12 Jul Key Takeaways: Healthy Homes Equal Healthier Lives Discussion with HUD Sec. Ben Carson in Housing
On June 8th, the Bipartisan Policy Center (BPC) hosted an event titled “Healthy Homes Equal Healthier Lives: A Discussion with HUD Sec. Ben Carson.” BPC released its report, HUD-HHS Partnerships: A Prescription for Better Health, which offers recommendations on ways the Department of Housing and Urban Development (HUD) and the Department of Health and Human Services (HHS) can better collaborate across programs to tackle the health and housing needs of our nation.
Carson keynoted the event, insisting HUD and HHS could work together with other agencies to address affordable housing issues, avoid program redundancy, and maximize the impact of their limited resources. Carson stated he has talked with HHS Sec. Alex Azar to find areas where the two agencies can better work together to coordinate their efforts.
Carson emphasized the need for a holistic nurturing environment, where evidence from both government agencies is utilized for future policymaking. Data overlay will allow HUD and HHS to concentrate their efforts to extreme areas of need.
Carson also described HUD’s plan for new EnVision Centers, which he depicted as places where a range of low-income supports and services, offered by both the public and private sectors, can be housed under one roof. The centers will provide families receiving HUD assistance with additional support services for health and wellness, education, and other social determinants of health.
Carson also discussed his April proposal to allow housing authorities to impose work requirements on tenants and increase rents. He explained the challenges of working with limited HUD resources of a $41 billion budget. He said additional funding resources have been found elsewhere; therefore, there is no longer a need to triple minimum rent requirements. Policies must be reformed to ensure people are not punished for working to bring their families out of poverty.
Those at the greatest risk for health problems related to insecure housing are the poor, children, people with disabilities, and the elderly. Discussing detrimental effects of lead exposure and asthma, Carson stated “Our people are our biggest resources and really that’s where we should be building policies.”
Following the conversation with Carson, BPC’s Chief Medical Advisor Anand Parekh moderated an expert panel that included:
- Eileen Fitzgerald, President and CEO, Stewards Affordable Housing for the Future;
- Donald Moulds, Executive Vice President for Programs, The Commonwealth Fund;
- Samuel Ross, M.D., Chief Executive Officer, Bon Secours Baltimore Health System.
Each panelist held a unique connection to the areas of health and housing. Ideas throughout the panel discussion covered the need for community outreach, preventative health measures through housing accessibility, and success stories of coordinating resources.
Fitzgerald argued that housing can serve as a platform to increase access to various forms of healthcare needs, reduce hospitalizations and ER visits, and address social determinants of health. Along with housing, some of the most prominent social determinants of health are onsite healthcare, community safety, and food security which she stated are all too often underfunded.
Moulds added that government progress and on-the-ground results are not always equivalent. The role of philanthropy is significant because where government initiative and timing may fall short, philanthropy can come in to seize opportunities. Similarly, Ross noted the importance of community engagement to diagnose major problems and understand the challenges at hand.
On behavioral health, Fitzgerald pushed the need to create a positive environment that reduces the stigma of mental health issues and facilitates access to health care services. The opioid epidemic flooding communities across the country sits as the intersection of behavioral health and safe housing.

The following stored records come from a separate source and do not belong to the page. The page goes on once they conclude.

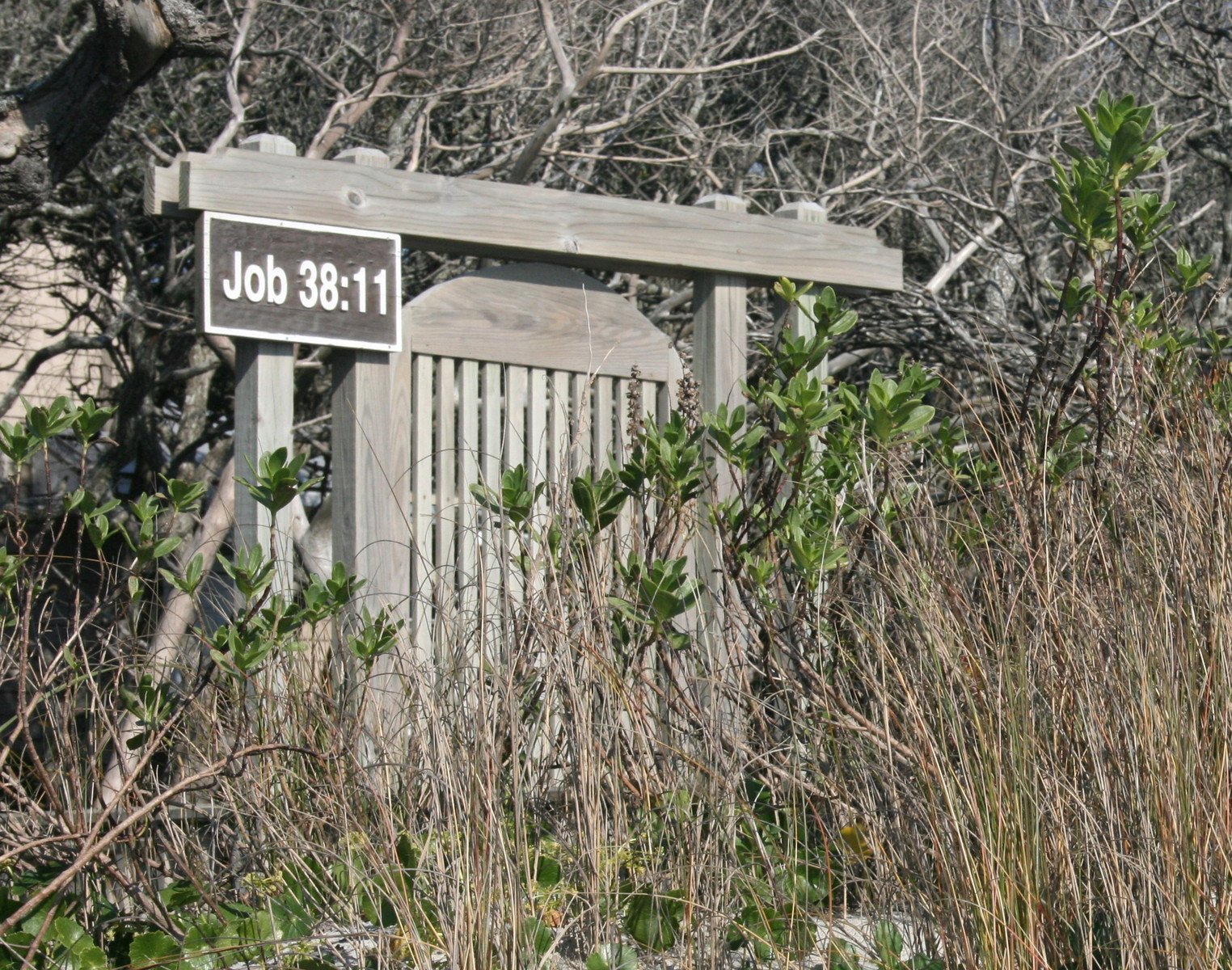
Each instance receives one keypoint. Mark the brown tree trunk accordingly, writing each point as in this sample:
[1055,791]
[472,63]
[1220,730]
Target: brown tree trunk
[49,126]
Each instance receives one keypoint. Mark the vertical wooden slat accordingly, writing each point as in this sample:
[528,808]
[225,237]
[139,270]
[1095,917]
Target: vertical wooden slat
[621,441]
[669,391]
[492,424]
[719,364]
[721,334]
[446,482]
[795,319]
[582,423]
[621,444]
[559,428]
[371,451]
[536,423]
[264,408]
[517,389]
[264,413]
[468,474]
[517,380]
[424,500]
[601,432]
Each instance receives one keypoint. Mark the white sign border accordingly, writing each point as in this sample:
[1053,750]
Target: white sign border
[207,277]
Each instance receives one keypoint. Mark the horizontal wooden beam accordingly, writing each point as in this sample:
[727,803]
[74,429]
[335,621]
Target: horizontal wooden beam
[483,218]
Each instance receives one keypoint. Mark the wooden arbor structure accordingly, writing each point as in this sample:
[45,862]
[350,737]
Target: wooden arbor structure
[394,471]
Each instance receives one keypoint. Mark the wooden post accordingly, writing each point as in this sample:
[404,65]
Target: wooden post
[792,317]
[721,333]
[719,364]
[371,441]
[264,412]
[371,479]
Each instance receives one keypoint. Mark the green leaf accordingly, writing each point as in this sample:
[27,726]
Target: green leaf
[653,918]
[538,936]
[153,949]
[888,943]
[613,956]
[80,951]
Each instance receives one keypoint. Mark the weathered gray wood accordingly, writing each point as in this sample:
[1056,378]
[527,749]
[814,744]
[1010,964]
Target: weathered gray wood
[424,500]
[559,436]
[601,436]
[371,524]
[795,319]
[371,479]
[371,157]
[492,422]
[484,218]
[268,145]
[721,334]
[515,415]
[468,474]
[582,422]
[446,479]
[538,316]
[719,364]
[264,412]
[162,196]
[264,399]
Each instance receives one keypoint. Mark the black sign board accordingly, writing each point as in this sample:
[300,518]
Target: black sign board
[279,280]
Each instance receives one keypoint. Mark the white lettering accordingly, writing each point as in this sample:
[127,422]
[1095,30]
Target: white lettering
[254,284]
[277,282]
[230,290]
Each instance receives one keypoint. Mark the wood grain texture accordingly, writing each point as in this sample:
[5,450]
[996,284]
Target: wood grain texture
[424,502]
[721,335]
[536,316]
[484,218]
[264,408]
[371,474]
[795,319]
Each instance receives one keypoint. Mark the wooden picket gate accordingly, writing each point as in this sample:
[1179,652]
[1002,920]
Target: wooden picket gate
[521,364]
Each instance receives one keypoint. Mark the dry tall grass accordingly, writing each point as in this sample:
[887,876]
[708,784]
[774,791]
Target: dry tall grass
[1018,705]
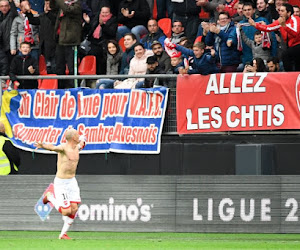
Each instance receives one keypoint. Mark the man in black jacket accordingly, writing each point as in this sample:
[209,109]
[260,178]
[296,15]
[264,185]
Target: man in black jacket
[46,20]
[68,27]
[163,59]
[24,64]
[134,15]
[187,12]
[154,68]
[9,154]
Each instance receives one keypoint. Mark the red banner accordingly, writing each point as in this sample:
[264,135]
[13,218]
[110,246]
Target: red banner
[238,102]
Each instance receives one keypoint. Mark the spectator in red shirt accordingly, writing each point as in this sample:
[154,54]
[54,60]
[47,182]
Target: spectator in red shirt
[289,26]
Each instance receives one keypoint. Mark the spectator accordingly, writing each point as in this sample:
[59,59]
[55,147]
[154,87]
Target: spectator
[154,68]
[257,46]
[274,6]
[187,12]
[163,59]
[22,31]
[273,64]
[177,31]
[129,42]
[68,34]
[101,30]
[217,36]
[185,42]
[96,5]
[24,64]
[113,63]
[151,4]
[256,65]
[176,62]
[154,34]
[289,26]
[234,40]
[239,14]
[200,63]
[296,10]
[164,7]
[134,15]
[37,5]
[214,7]
[263,10]
[46,21]
[8,12]
[138,66]
[9,155]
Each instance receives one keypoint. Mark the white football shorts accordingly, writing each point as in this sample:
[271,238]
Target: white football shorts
[66,191]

To healthcare leaders, Ross stressed that those experiencing homelessness or housing insecurity are at higher risk of mental and physical health issues. In many cases, these health problems can develop into lifelong battles. Safe and stable housing is a tool in preventing illnesses caused or exacerbated by lead, mold, household pests, and other environmental hazards.
Agencies working toward the improvement of quality of life ought to work in tandem. The panelists agreed investing in housing is a healthcare solution, and many government and private sector entities can play a role in building a better HUD-HHS relationship. Simply put, quality of life improves when coordination and resources are brought together to better a community.